GLORIA CON LA MINIGONNA rossa, Gloria che aspetta il suo primo fidanzato in perpetuo ritardo, Gloria che impara come siano sufficienti una parola o un tono di voce per mettere in pericolo rapporti ancora inesplorati, Gloria che cammina fiduciosa per le strade buie della città, Gloria ormai adulta che vaga per Miami con due bambini piccoli e percepisce l’odore notturno della libertà perduta, o che, quasi anziana, ritrova l’orgoglio di bastare a sé stessa.

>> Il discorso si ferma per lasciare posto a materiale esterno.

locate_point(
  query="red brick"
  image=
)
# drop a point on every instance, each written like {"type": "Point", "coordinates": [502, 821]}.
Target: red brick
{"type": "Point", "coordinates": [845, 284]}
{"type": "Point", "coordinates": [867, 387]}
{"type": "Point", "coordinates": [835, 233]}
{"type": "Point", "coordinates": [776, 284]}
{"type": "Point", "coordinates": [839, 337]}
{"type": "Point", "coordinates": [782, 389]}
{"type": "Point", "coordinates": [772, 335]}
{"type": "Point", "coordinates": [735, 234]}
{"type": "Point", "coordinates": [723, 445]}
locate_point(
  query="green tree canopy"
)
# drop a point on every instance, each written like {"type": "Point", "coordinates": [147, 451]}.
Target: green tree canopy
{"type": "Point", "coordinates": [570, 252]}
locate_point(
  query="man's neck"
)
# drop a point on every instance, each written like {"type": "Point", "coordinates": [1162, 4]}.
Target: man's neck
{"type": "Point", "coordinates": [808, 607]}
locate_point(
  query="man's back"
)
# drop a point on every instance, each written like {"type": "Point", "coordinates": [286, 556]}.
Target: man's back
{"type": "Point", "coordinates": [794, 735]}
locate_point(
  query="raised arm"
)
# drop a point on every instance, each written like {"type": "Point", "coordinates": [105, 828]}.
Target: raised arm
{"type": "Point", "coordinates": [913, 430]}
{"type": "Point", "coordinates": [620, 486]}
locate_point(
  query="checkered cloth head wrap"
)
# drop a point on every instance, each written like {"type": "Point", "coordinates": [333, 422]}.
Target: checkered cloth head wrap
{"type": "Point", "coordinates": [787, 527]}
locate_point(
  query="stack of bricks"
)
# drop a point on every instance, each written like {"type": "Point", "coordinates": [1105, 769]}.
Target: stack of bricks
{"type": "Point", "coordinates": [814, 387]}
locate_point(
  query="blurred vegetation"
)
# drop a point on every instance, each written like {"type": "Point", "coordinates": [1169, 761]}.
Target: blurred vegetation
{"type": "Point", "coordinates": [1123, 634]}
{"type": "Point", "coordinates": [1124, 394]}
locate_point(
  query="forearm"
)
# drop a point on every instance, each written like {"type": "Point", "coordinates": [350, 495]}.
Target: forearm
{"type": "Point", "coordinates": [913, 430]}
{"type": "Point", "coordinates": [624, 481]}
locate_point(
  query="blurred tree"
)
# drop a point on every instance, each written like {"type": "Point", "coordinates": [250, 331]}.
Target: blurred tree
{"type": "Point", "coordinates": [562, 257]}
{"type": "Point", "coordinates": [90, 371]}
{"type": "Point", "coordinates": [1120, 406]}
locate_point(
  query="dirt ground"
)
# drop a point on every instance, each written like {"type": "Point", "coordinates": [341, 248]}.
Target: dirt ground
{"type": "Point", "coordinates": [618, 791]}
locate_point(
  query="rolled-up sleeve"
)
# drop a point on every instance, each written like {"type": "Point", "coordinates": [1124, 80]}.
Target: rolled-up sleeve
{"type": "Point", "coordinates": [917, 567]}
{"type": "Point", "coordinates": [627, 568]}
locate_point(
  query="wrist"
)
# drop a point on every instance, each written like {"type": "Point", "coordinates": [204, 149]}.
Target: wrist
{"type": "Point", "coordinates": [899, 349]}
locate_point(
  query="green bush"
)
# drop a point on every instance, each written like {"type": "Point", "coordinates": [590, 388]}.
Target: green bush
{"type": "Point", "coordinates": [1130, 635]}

Un’istantanea dopo l’altra, Solano scova barlumi di poesia nelle piccole cose e non manca di alludere alla Colombia della violencia, ma soprattutto evoca la New York degli anni ’70 (la stessa vista in The Deuce, memorabile serie tv del 2017), città pericolosa in cui però si fa largo il fermento della politica e della controcultura, rappresentata dalla foto con cui il romanzo si chiude: la protagonista seduta su una panchina accanto al cieco Moondog, musicista di strada e compositore «minimalista» divenuto leggenda.

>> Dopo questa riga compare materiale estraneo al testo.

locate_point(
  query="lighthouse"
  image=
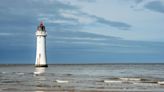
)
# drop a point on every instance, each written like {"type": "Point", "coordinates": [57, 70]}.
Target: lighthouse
{"type": "Point", "coordinates": [41, 58]}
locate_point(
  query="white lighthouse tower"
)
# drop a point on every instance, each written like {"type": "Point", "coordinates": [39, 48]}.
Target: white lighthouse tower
{"type": "Point", "coordinates": [41, 58]}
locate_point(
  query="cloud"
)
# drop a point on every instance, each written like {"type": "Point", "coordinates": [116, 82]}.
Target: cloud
{"type": "Point", "coordinates": [157, 6]}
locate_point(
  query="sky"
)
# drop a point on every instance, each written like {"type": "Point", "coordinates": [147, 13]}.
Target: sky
{"type": "Point", "coordinates": [83, 31]}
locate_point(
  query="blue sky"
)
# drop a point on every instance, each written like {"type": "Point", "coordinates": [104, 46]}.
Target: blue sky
{"type": "Point", "coordinates": [83, 31]}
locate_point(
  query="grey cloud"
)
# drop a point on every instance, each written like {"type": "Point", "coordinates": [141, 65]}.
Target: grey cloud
{"type": "Point", "coordinates": [156, 6]}
{"type": "Point", "coordinates": [90, 1]}
{"type": "Point", "coordinates": [119, 25]}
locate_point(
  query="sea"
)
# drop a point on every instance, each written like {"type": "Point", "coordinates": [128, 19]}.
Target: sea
{"type": "Point", "coordinates": [82, 78]}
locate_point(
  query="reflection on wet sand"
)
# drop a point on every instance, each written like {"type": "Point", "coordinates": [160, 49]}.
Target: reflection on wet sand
{"type": "Point", "coordinates": [40, 79]}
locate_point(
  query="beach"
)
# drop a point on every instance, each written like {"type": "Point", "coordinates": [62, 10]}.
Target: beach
{"type": "Point", "coordinates": [83, 78]}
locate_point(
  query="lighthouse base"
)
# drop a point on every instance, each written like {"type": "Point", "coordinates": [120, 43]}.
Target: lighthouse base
{"type": "Point", "coordinates": [45, 65]}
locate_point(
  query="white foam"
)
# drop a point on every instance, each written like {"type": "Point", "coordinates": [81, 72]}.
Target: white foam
{"type": "Point", "coordinates": [61, 81]}
{"type": "Point", "coordinates": [112, 81]}
{"type": "Point", "coordinates": [130, 79]}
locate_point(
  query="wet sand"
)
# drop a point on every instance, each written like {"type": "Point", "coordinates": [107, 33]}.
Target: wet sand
{"type": "Point", "coordinates": [13, 79]}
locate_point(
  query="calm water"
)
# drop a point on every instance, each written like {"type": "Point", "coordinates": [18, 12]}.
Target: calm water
{"type": "Point", "coordinates": [83, 78]}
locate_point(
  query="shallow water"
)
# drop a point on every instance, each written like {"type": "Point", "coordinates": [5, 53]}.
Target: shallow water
{"type": "Point", "coordinates": [83, 78]}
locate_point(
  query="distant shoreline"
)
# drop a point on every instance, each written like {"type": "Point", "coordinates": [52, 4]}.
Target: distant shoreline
{"type": "Point", "coordinates": [95, 64]}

LA NEW YORK di Gloria, però, è innanzitutto quella degli immigrati che negli Stati Uniti vengono sbrigativamente chiamati latinos, radunandoli sotto una stessa etichetta anche se provengono da paesi diversi e sono portatori di tradizioni, estetiche e linguaggi differenti tra loro (l’impasto linguistico è riprodotto dall’autore con una cura mimetica che, per ovvie ragioni, la traduzione in un’altra lingua può solo farci intuire), di musiche e danze nuove, dalla salsa al bogaloo, e di influenze capaci di dar vita a una vigorosa cultura popolare e meticcia. Ed è anche grazie all’eccellente disegno degli ambienti, dei luoghi, delle atmosfere di un’altra New York e di un’altra America, oggi perduta, che Solano esce dai panni del romanziere o del cronista per indossare semplicemente quelli di un scrittore autentico, al di là di ogni etichetta.